The reason I’m putting it out there, because generally I don’t think of my views are necessary to the existence of others, is because I got slammed this week. I was accused of being a bad parent for not giving my children the Christian upbringing that is vital to their wellbeing. I was told that children cannot decide for themselves what is right and wrong, they need religious instruction (presumably before they start roaming the streets and dealing crack to other primary school kids).

Despite knowing nothing about what is taught in Ethics, it was dismissed as sub-par. Now if this had been a stranger, I would have shaken it off, but it is someone who knows me well. Given that I lead a completely ordinary suburban life, largely indistinguishable from my neighbours and everything seems to be swimming along in a normal and reasonable manner, this criticism seemed overly harsh. If I had been Jewish or Muslim, I’m sure the way I bring up my kids wouldn’t have been scorned in the manner that it was.

Faith is the belief in something despite having no evidence. No one knows what happens after you die. Atheists are in the same boat as everyone else when it comes to that. But just because I don’t believe in a deity doesn’t mean that I’m out to destroy society because I don’t know right from wrong.
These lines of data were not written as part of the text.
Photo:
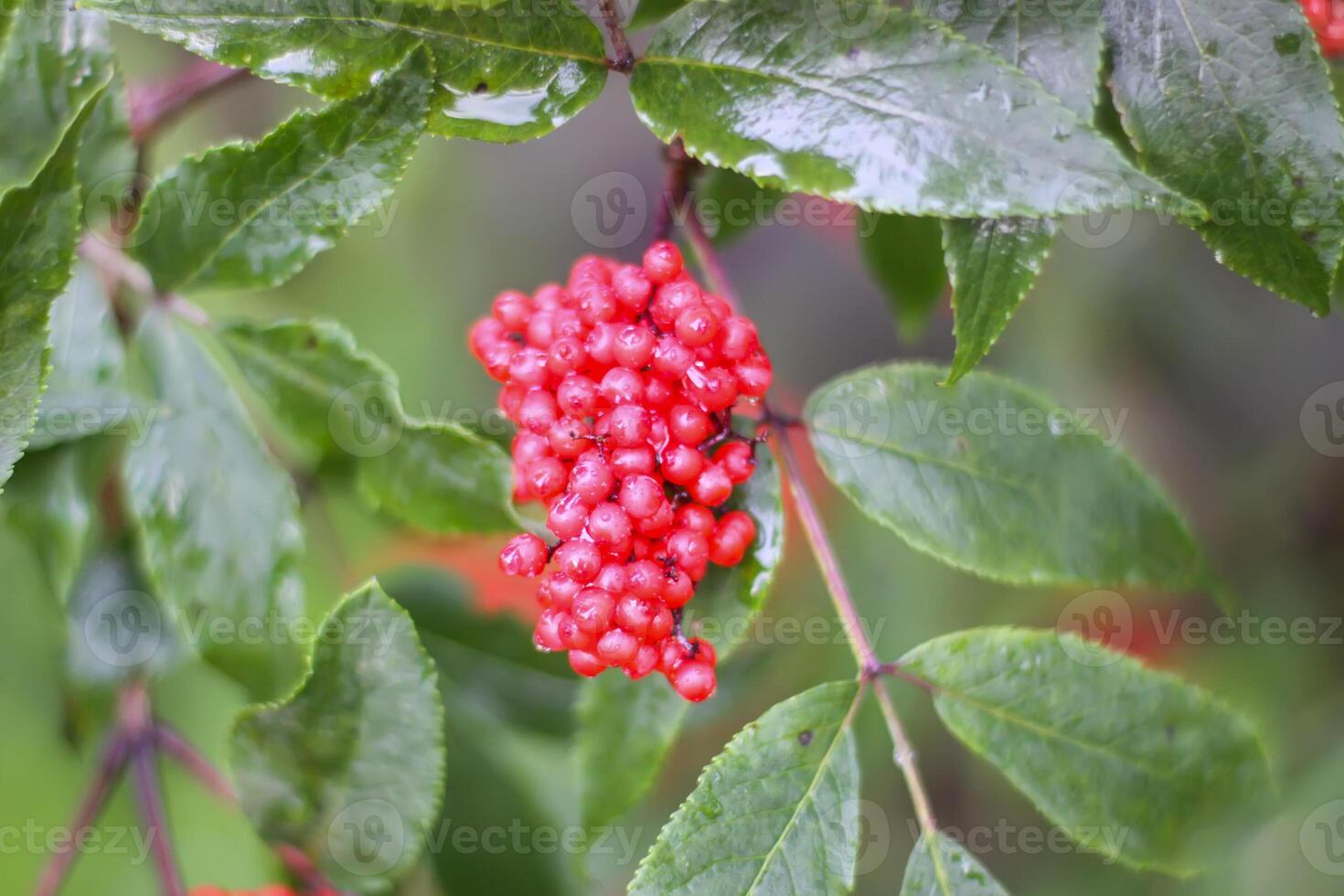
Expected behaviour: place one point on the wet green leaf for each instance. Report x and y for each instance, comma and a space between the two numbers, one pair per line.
86, 389
774, 91
218, 518
1230, 102
251, 215
774, 812
511, 73
53, 60
351, 767
37, 231
948, 869
905, 255
997, 481
1136, 782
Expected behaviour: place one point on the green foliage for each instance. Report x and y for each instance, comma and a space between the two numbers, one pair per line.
994, 480
351, 767
765, 88
39, 226
54, 60
1229, 101
218, 520
86, 391
342, 402
1136, 781
286, 197
489, 658
946, 869
509, 74
775, 812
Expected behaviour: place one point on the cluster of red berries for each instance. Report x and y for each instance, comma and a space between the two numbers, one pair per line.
621, 384
1327, 20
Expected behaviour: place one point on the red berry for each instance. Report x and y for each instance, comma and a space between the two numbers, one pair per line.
663, 262
586, 664
617, 647
523, 555
581, 560
712, 486
694, 680
568, 516
641, 496
737, 460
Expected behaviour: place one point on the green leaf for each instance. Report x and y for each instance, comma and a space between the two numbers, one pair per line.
651, 12
729, 205
992, 263
507, 74
54, 62
489, 657
1133, 782
106, 166
773, 91
340, 400
114, 629
351, 767
626, 730
1230, 102
286, 197
86, 389
949, 869
997, 481
729, 600
905, 255
332, 397
774, 812
218, 520
37, 231
53, 501
443, 478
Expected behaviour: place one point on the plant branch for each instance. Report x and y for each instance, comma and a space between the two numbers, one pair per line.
155, 106
149, 795
111, 766
869, 667
623, 59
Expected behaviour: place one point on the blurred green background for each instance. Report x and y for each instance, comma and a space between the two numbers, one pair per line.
1211, 372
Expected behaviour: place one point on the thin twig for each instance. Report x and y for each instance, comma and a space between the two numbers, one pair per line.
111, 766
149, 795
623, 59
155, 106
197, 766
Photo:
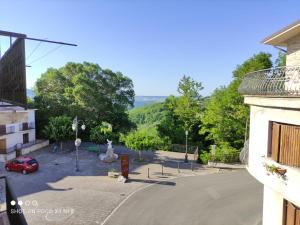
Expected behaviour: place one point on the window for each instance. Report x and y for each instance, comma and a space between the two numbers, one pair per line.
2, 146
2, 129
25, 138
285, 144
291, 214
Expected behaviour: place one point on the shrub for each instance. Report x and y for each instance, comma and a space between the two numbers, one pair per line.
203, 157
143, 139
225, 154
59, 129
102, 132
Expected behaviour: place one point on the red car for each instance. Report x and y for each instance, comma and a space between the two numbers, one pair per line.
22, 164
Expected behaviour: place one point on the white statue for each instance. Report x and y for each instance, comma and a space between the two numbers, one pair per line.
109, 156
109, 144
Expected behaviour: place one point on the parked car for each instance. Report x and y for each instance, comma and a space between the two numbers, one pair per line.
22, 164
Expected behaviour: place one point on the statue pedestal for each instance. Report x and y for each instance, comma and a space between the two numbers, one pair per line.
109, 156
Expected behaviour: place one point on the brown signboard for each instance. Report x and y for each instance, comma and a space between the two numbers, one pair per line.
125, 165
13, 74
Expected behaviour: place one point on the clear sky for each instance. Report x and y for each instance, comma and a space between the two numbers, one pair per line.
152, 42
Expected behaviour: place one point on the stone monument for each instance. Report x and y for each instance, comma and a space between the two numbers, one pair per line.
109, 156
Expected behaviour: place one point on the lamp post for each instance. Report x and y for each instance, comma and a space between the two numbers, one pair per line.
186, 156
78, 140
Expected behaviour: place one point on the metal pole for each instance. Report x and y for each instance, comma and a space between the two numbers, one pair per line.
186, 156
77, 166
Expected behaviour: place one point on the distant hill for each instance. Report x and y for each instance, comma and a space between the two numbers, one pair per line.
147, 115
146, 100
30, 93
139, 100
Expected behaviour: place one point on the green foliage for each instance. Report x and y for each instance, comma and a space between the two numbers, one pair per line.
170, 125
189, 104
102, 132
225, 114
143, 139
85, 90
204, 157
184, 113
281, 59
59, 128
224, 153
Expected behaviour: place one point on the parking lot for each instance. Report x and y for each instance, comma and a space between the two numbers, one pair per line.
56, 194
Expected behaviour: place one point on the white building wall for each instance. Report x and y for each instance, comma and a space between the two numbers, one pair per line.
293, 51
275, 189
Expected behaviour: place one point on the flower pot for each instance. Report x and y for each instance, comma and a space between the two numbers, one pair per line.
280, 171
112, 174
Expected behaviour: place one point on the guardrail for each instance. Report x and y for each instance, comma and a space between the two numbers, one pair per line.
279, 81
13, 211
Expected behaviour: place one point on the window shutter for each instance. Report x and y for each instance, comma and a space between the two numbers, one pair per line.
275, 141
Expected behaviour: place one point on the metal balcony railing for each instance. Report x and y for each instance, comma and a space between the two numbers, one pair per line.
279, 81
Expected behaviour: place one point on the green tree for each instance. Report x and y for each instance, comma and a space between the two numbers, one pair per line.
102, 132
188, 108
59, 129
183, 113
281, 59
85, 90
225, 116
143, 139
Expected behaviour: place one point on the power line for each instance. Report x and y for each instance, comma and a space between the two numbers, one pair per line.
36, 47
43, 56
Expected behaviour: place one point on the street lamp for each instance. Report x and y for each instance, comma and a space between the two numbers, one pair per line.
78, 140
186, 156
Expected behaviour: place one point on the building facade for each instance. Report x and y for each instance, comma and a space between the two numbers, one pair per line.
274, 137
17, 131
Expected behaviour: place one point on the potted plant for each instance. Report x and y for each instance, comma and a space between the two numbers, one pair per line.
112, 173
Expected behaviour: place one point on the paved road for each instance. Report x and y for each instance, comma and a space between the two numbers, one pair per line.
229, 198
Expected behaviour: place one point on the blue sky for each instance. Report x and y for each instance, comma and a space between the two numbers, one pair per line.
152, 42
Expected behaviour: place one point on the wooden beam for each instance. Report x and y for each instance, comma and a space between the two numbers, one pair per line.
54, 42
12, 34
19, 35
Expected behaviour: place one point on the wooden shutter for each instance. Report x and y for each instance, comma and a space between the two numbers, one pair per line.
297, 222
2, 129
289, 153
2, 146
276, 127
292, 214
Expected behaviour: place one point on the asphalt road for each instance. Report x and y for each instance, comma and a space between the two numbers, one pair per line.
229, 198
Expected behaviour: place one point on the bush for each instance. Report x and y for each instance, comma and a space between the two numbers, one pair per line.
59, 129
143, 139
102, 132
225, 154
203, 157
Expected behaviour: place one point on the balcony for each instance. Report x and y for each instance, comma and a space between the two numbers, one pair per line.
277, 82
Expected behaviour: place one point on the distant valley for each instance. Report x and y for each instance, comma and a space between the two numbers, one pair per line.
139, 100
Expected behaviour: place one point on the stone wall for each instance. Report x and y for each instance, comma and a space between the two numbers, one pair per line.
293, 51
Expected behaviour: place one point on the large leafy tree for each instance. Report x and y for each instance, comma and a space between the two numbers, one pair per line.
58, 129
226, 115
86, 90
183, 113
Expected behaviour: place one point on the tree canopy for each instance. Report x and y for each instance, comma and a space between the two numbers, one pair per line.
86, 90
226, 115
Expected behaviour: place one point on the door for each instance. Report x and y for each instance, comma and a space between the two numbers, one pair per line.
291, 214
2, 146
25, 138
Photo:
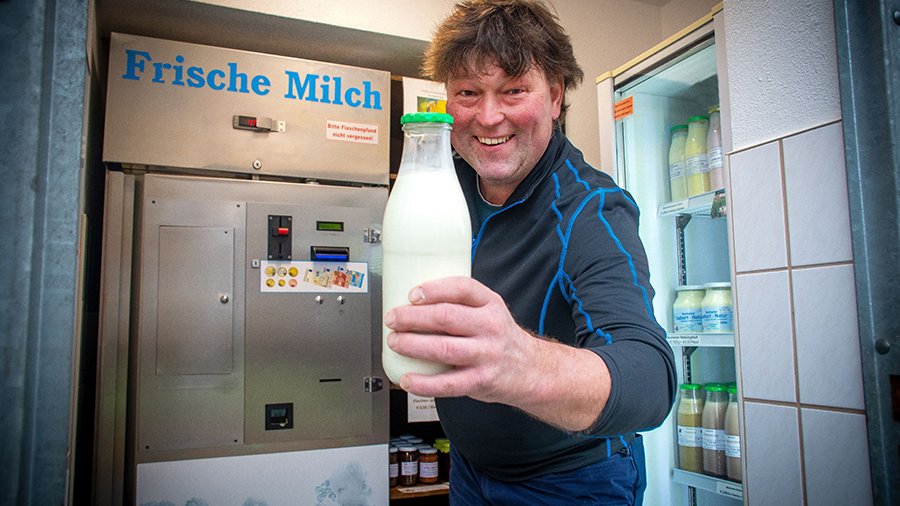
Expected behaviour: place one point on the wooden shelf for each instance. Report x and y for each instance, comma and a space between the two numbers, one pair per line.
440, 488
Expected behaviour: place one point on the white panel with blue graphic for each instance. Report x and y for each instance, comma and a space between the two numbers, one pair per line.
355, 476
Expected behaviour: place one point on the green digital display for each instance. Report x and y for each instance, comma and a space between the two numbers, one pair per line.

My law degree might have helped, but I’m pretty sure I could figure most of it out myself, even without the somewhat opaque religious lessons of my childhood.

By far the worst thing about being an atheist  is being open to criticism because supposedly I have nothing to offend. Why is it okay for insults to be lobbed at me but then I don’t have the right to respond without being “intolerant” if I point out the limitations of their beliefs?